Eric Church Eric Church wants to keep his songs honest, even if that means some will hang the 'Outlaw Country' and 'Rebel' monikers on him.

That happened almost as soon as Eric released his 2009 album, 'Carolina,' as the song 'Lotta Boot Left to Fill' gained airplay with its lyrics: "Get ups, gimmicks / One hit wonders that don't stick / Pretty boys acting tough/boy bands give it up / and if it looks good on TV / It'll look good on CD / Shape it up, trim it down / who gives a damn 'bout how it sounds / I don't think Waylon done it that way / And if he was here he'd say Hoss, neither did Hank / I ain't dogging what you're doing / But boys come on let's get real / You still gotta lot of boot to fill."

"It's an honest song," the North Carolina native tells The Boot. "A lot of people in this town didn't want me to cut that song. It rubbed some people the wrong way."

Even though 'Carolina' was released almost a year ago, the controversy surrounding this song has yet to die. While the tune pokes fun at a lot of people in the industry, Eric says it is not a self-righteous statement.
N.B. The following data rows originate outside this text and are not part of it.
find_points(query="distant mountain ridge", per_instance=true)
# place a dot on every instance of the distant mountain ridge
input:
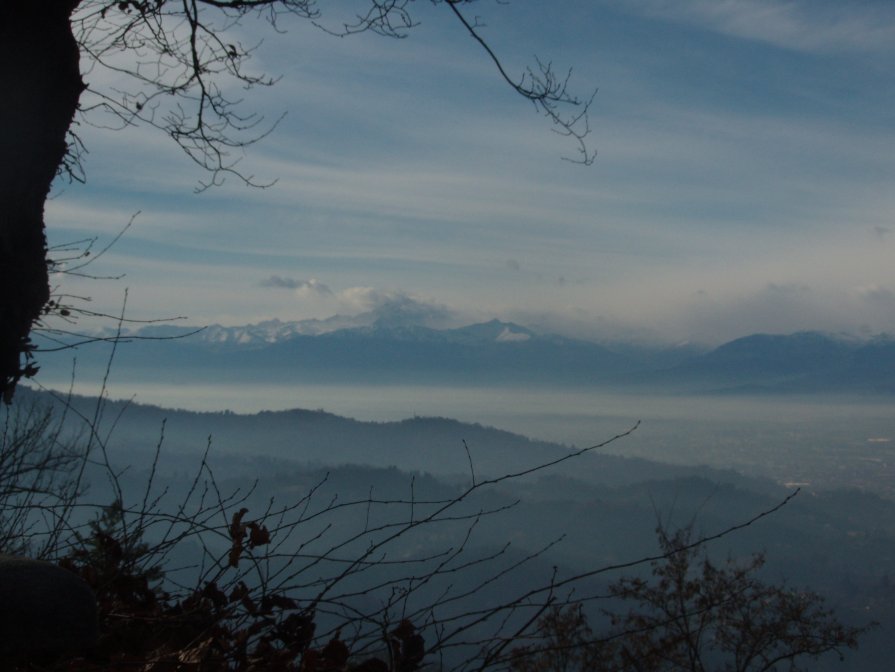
(368, 349)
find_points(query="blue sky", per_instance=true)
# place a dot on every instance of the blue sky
(743, 181)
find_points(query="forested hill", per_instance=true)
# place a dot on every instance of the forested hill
(421, 444)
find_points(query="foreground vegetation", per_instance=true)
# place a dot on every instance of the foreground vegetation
(226, 579)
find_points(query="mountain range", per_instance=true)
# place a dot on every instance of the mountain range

Those that listen to the lyrics will find that he pokes fun at himself in the song, too. After all, by mentioning Waylon Jennings, Johnny Cash, and Hank Williams in the song, he is guilty of the actions for which he criticizes others.

"It's supposed to be a little comical," he says. "I know [country] music has to evolve or it will die."

Still, Eric says it's important for country artists to be true to themselves and not try to hitch a fast ride to success by adopting ready-made commercial images or riding on others' successes.

So do these views make Eric an outlaw?

"I'm not trying to be that ... Maybe," he answers. "Maybe it would have been better politically if I'd done a different song. I'm just as fine with people passionately hating me as I would be if they were passionately loving me. At least I'm getting to them."